If “taxonomy” sounds fancy, think of it like a well-labeled closet: each shelf is a category (reasoning, reducing mistakes, etc.), and each item (technique) is placed where it fits best.
Main Findings and Why They Matter
The big takeaway is that prompt engineering can dramatically improve what AI models can do—often without retraining them. Here are a few standout techniques, introduced with a sentence before the list to improve readability:
- Zero-shot and few-shot prompting:
- Zero-shot means you just give clear instructions, no examples. It’s like telling a student, “Do this new type of math problem,” and they try using what they already know.
- Few-shot means you include a few example Q&As in the prompt. Even a small number of examples can help models do much better, especially on tricky tasks.
- Chain-of-Thought (CoT): You ask the model to “show its steps” like solving a math problem line by line. This often boosts accuracy in reasoning tasks.
- Auto-CoT and Self-Consistency:
- Auto-CoT automatically generates examples of reasoning steps so you don’t have to handwrite them.
- Self-consistency has the model try multiple solution paths and then pick the most common correct answer—like taking a vote among several attempts.
- Tree-of-Thoughts (ToT) and Graph-of-Thoughts (GoT):
- These go beyond simple step-by-step thinking. The model explores different branches or networks of ideas, then chooses the best path forward—similar to brainstorming multiple routes to a solution and picking the best one.
- RAG (Retrieval-Augmented Generation): The model “looks things up” in a knowledge base and uses that information in its answer. This helps it be more accurate and current, reducing made-up facts (hallucinations).
- ReAct and ART (Reason + Action/Tools): The model both thinks and takes actions (like calling tools, searching, or using a calculator) in a loop. This helps it handle complex, real-world tasks better.
- CoVe (Chain-of-Verification): The model plans questions to check its own work, answers those questions, and then revises its final answer—like a self-checking worksheet.
- EmotionPrompt: Adding short motivational or emotional cues can surprisingly help the model respond better on some tasks—like giving the AI a quick pep talk.
- PoT and CoC (Program-of-Thoughts and Chain-of-Code): The model writes code or pseudocode to think precisely through numerical or logical problems, cutting down on errors.

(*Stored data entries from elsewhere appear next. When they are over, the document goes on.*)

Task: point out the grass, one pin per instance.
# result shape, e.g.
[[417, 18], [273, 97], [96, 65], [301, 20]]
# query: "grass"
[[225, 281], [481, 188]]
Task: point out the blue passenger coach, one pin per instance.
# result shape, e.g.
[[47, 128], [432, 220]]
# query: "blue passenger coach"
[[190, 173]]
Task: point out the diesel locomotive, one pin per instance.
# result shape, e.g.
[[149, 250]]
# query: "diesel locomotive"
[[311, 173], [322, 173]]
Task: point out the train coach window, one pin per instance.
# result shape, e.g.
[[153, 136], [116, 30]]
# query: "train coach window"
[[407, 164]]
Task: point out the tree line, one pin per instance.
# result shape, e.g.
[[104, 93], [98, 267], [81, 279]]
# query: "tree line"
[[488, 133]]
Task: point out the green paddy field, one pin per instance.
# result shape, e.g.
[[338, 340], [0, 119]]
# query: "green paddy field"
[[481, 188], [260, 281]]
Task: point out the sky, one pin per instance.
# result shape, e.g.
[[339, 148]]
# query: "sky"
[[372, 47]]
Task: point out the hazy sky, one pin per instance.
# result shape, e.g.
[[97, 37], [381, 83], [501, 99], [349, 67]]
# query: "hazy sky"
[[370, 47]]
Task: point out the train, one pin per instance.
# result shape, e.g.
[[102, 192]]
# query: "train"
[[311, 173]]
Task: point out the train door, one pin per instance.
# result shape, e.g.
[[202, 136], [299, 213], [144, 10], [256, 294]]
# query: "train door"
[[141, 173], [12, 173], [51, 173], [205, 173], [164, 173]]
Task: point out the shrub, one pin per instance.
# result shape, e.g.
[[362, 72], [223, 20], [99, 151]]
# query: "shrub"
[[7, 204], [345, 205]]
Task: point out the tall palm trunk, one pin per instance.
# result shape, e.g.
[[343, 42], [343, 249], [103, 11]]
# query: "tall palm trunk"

- SCoT (Structured Chain-of-Thought): For code generation, the model follows clear program structures (sequence, loops, branches), which leads to more accurate code than plain natural-language reasoning.
- APE (Automatic Prompt Engineer) and OPRO (Optimization by Prompting):
- APE automatically creates and selects effective instructions.
- OPRO uses natural language prompts to improve solutions over iterations, acting like an optimizer—not just answering questions, but improving strategies to get better results.
Across many benchmarks (like GSM8K for math word problems, TriviaQA for question answering, HumanEval/MBPP for coding), these techniques often show strong improvements. Examples include big jumps in success rates when using ToT for puzzles, better factual accuracy with RAG, and clearer reasoning with CoT, Auto-CoT, and self-consistency.
Implications and Impact
- For everyday users: Better prompts mean better answers—from clearer explanations and fewer mistakes to smarter problem-solving. You don’t need to retrain the model; you can just ask better.
- For developers and researchers: This survey acts like a guidebook—helping you pick the right technique for your task (reasoning, coding, using tools, reducing hallucinations, etc.) and understand trade-offs.
- For the future of AI: Prompt engineering opens doors to flexible, powerful systems that can reason, check themselves, and use tools. The paper also highlights challenges such as bias, hallucinations, and understanding how models think. It points to promising directions like combining multiple techniques (hybrid prompts), meta-learning, and more careful, ethical use.
In short, prompt engineering is a practical, powerful way to get more from AI models today—and this paper shows how the field is growing fast, where it’s working well, and where we need to improve next.